Записки маразматика. продолжение 9

       Приехали к вечеру. Утром нас, прибывших, разбили на пять бригад по четыре человека – три гонщика и повариха, выдали палатки, брезентовые плащи, полушубки и прочие принадлежности, необходимые для походной жизни. Каждая бригада получила гурт баранов в две с половиной тысячи голов, вместе составив связку, которую сопровождали начальник связки Турсунов, казах лет пятидесяти, и ветеринар, молодая красивая женщина Тоня.

       В последних числах августа мы тронулись в путь. Закончили же свой поход уже по снегу в начале ноября. Не буду испытывать терпение своего читателя, утомлять подробностями, дабы он не оставил чтения не достигнув сути.

       Пока мы жили в общежитии, кто-то из опытных гонщиков, однажды уже прошедший этот путь, поведал нам, новичкам, что нам, во что бы то ни стало, необходимо иметь камчу. В переводе на русский – это плеть.  Мы кинулись в местный магазинчик покупать какую-то кожаную деталь к конской упряжи, резали ее на узкие полоски и, согласно инструкции нашего благодетеля, плели камчу. Я тоже сплел, закрепил ее на выстроганную палочку и уже через несколько дней пути где-то потерял или оставил на месте ночевки. Видно, та же участь постигла этот инструмент и у других гонщиков, что, как запомнилось, все были вооружены простыми палками.

       Теперь, в виду преклонного возраста, я стал мудрей. Размышляя по поводу этого случая, я прихожу к выводу, что не только в камче, но и в палке не было никакой необходимости. Гнали мы гурт пасом, то есть они шли свободно, на ходу паслись, и мы только слегка поджимали отставших, направляя лошадь на слишком увлекшееся животное. И лошадь тоже не было нужды подгонять. Умное, опытное животное, прошедшее за свою жизнь не одну тысячу километров, в совершенстве знало свое дело, слушалась повода, и даже, порой, покусывала нарушителя порядка, отставшего барана.

       Только когда на пути попадалось какое-нибудь препятствие – речка или узкое место, стесненное с двух сторон лесом, вызывая у робких животных страх, и они останавливались, не решаясь идти. И тогда мы спешивались и пускали в ход свой инструмент, нещадно избивая крайних баранов, которые гнулись под нашими ударами, тщетно пытаясь спастись от побоев, протиснуться в плотную массу передних.

       Согласно существующего правила, возможно неофициального, мы за время перегона могли раз побаловать себя и съесть одного барана. Где-то в середине пути, вечером на стоянке, к нам подъехали Турсунов и Тоня, и при свете от костра Турсунов поймал и зарезал барана, а Тоня сняла с него шкуру и разделала его. Когда она сняла шкуру, спина у несчастного животного была черная от побоев, и Тоня сказала нам, стоявшим рядом и наблюдавшим за ее работой:

       - Полюбуйтесь на свою работу.

       Удивляюсь на себя тогдашнего. Я не испытывал жалости в то время. Дивлюсь своей жестокости.

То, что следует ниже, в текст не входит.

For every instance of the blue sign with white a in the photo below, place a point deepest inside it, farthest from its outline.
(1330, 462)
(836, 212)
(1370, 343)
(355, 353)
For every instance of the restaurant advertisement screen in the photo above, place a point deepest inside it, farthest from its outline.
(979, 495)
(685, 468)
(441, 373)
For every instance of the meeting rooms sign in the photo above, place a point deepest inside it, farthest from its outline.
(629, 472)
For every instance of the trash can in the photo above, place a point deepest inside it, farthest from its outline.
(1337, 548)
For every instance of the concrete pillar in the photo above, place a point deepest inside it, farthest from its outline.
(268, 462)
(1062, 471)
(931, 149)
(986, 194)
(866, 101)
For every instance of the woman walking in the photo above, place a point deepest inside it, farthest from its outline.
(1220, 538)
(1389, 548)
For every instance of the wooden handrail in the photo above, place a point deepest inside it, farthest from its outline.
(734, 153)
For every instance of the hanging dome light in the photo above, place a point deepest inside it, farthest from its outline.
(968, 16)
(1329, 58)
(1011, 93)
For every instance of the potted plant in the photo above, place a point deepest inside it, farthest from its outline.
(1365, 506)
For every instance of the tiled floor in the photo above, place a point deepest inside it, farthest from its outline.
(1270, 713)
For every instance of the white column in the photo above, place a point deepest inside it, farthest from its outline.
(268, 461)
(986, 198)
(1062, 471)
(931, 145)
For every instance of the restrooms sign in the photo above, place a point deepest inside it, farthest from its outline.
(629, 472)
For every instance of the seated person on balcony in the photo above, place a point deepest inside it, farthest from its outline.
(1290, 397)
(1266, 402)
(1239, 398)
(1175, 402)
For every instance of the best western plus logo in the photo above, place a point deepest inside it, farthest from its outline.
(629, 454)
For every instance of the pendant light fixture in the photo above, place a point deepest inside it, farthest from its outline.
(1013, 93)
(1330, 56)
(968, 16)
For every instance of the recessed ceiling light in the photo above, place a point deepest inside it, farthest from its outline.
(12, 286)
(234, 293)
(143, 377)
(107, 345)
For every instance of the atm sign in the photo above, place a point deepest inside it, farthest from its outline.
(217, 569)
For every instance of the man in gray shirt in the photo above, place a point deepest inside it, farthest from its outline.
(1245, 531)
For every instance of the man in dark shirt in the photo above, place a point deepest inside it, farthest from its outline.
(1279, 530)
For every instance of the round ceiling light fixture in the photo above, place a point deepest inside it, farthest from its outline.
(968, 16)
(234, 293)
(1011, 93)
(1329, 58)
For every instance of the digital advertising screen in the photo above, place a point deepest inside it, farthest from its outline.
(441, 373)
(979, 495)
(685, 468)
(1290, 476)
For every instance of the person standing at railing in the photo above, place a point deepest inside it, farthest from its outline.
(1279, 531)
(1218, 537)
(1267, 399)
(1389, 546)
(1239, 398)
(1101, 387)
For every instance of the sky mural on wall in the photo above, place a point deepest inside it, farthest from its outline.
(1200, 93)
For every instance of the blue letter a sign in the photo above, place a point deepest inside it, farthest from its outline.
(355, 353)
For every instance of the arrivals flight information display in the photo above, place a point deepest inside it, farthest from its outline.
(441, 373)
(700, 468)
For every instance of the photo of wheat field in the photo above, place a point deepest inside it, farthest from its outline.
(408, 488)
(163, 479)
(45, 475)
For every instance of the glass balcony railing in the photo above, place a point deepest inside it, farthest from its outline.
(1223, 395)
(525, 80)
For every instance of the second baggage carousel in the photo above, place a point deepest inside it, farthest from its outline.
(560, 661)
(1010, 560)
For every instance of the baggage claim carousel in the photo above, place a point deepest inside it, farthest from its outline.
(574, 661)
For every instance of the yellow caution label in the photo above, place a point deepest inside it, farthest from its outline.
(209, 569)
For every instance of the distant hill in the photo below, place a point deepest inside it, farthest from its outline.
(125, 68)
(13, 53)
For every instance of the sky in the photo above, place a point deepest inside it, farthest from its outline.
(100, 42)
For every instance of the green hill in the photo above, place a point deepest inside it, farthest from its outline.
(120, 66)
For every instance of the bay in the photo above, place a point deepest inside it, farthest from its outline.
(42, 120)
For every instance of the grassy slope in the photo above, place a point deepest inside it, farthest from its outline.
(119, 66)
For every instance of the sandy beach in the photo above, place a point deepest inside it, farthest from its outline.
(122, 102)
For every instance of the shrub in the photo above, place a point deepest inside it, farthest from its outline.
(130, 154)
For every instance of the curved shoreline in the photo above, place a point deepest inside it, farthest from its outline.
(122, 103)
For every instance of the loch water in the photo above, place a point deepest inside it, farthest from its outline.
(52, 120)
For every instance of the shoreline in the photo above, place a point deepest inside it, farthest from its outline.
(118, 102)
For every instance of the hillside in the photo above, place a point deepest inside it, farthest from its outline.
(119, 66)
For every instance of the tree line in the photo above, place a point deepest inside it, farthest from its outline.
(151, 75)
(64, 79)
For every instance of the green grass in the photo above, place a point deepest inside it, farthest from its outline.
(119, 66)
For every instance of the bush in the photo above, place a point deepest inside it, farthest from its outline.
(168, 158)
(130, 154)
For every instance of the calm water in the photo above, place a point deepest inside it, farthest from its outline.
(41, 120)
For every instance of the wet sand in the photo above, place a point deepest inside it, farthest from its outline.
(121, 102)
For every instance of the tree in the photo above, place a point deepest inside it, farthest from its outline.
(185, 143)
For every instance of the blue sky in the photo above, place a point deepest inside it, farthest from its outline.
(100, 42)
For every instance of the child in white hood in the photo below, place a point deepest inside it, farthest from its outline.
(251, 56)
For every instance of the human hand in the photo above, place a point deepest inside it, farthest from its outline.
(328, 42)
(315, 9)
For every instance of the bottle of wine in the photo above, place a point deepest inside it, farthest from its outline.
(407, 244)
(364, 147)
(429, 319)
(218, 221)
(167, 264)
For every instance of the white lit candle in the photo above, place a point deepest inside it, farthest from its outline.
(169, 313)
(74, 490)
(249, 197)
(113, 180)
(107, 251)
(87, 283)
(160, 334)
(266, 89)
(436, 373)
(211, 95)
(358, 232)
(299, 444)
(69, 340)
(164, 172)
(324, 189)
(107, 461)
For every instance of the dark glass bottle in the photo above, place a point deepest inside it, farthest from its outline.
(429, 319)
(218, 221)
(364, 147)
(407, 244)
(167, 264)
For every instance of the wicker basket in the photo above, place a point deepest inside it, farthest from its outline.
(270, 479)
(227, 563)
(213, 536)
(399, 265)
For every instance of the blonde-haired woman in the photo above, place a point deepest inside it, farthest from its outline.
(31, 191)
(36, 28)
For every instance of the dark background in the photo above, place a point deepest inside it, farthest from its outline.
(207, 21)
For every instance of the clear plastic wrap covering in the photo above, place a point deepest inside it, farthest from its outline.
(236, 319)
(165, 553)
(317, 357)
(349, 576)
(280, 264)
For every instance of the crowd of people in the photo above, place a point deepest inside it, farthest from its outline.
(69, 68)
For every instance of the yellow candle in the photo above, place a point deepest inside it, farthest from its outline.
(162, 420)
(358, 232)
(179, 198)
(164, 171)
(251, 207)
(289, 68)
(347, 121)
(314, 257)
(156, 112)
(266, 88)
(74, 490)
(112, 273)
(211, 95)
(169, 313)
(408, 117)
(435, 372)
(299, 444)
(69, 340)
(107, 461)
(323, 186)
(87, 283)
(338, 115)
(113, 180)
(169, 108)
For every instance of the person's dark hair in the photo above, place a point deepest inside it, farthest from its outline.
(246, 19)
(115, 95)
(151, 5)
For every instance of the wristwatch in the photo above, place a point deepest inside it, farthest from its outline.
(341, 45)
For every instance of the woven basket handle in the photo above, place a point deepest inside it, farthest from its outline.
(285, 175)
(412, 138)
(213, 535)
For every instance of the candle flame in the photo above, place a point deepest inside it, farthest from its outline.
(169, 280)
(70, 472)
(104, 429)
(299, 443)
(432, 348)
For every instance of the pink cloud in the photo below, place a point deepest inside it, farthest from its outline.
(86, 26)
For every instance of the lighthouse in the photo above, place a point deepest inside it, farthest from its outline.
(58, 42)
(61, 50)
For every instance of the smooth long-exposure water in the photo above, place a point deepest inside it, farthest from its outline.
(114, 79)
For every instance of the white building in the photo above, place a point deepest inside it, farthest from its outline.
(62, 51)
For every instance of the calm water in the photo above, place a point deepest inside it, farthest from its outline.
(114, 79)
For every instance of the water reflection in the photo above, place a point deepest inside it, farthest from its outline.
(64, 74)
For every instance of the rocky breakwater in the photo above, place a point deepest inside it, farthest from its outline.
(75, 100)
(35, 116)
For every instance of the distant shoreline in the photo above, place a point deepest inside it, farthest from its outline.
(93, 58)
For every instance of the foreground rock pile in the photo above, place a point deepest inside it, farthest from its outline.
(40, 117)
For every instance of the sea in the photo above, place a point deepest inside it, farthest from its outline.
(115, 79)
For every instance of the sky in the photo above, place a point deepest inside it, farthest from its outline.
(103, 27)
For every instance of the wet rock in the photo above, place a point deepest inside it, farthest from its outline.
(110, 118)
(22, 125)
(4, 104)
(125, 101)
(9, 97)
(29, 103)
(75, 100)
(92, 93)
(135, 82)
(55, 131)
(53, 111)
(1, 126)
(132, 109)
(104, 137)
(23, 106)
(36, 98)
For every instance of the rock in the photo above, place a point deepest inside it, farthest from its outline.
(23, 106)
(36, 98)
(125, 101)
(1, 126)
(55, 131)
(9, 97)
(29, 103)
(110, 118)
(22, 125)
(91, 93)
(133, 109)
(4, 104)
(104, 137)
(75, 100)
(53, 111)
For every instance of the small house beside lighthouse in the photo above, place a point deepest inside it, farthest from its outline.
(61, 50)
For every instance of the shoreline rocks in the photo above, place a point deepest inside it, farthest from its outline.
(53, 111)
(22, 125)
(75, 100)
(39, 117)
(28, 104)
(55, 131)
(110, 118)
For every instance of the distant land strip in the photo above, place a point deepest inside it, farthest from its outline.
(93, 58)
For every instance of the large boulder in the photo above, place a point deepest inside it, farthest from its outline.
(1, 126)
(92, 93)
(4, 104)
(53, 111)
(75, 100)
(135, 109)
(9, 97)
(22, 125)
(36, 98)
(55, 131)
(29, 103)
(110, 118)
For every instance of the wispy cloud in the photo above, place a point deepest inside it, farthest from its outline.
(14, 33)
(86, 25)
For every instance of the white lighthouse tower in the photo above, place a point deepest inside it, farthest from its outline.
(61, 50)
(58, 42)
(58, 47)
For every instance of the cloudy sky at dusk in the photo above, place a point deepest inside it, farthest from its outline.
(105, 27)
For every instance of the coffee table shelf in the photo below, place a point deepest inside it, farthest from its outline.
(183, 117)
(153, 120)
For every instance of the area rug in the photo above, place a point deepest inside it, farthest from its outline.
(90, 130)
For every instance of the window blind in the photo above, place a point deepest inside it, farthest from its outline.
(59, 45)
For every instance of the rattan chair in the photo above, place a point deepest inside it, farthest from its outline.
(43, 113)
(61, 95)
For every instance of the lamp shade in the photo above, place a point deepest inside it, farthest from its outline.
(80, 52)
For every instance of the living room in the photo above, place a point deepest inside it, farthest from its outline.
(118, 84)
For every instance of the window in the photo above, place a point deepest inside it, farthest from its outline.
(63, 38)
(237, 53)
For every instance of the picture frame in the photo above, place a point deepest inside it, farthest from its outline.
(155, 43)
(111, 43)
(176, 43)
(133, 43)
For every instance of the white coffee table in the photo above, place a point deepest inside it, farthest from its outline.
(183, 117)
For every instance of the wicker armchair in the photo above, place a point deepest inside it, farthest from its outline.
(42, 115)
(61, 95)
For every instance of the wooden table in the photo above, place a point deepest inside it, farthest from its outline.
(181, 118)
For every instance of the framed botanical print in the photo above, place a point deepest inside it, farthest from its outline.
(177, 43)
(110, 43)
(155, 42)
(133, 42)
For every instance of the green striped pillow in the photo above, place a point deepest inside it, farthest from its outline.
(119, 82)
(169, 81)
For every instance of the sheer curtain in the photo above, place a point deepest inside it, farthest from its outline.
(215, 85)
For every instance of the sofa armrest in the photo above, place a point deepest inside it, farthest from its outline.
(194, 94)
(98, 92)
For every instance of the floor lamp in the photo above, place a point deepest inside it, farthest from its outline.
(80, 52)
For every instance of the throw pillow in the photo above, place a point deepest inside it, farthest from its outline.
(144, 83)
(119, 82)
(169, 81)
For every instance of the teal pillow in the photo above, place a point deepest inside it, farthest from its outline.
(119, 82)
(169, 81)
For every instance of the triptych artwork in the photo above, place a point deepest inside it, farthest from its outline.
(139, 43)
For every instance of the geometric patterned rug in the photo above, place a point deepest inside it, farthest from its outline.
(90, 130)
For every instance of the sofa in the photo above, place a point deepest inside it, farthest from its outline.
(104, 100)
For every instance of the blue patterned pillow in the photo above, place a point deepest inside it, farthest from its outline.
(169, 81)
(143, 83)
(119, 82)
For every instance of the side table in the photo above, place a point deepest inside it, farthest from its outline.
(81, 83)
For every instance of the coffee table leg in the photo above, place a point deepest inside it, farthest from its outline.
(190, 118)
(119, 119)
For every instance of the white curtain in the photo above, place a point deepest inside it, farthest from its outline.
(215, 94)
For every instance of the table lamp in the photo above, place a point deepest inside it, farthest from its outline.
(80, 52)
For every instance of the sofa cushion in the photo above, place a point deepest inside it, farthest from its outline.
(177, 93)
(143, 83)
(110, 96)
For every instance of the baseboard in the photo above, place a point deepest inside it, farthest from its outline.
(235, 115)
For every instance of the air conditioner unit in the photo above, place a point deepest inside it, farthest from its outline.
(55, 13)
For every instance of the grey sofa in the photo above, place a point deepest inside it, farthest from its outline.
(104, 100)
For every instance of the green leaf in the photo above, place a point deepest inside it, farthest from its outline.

       Острую, запомнившуюся на всю жизнь жалость почувствовал позже, в последний рабочий день в Скотимпорте уже в Семипалатинске, перед приземистым серым комплексом мясокомбината, обнесенным серым бетонным забором. И день был серый. Серое небо над нами, серое поле, покрытое серым, смешанным с землей копытцами животных.

       Комбинат за день перерабатывал связку в двенадцать с половиной тысяч голов овец. Гурт остановился не дойдя метров сто до ворот мясокомбината, сбился в такую плотную массу, что невольно казалось, что нет и половины баранов, принятых нами два месяца назад от монгола.

       Мы уже не пытались согнать их с места, остановились в стороне, наблюдали. Из ворот вышли рабочие, ведя за собой козла. Они подвели его к гурту и, остановив, отошли в сторону.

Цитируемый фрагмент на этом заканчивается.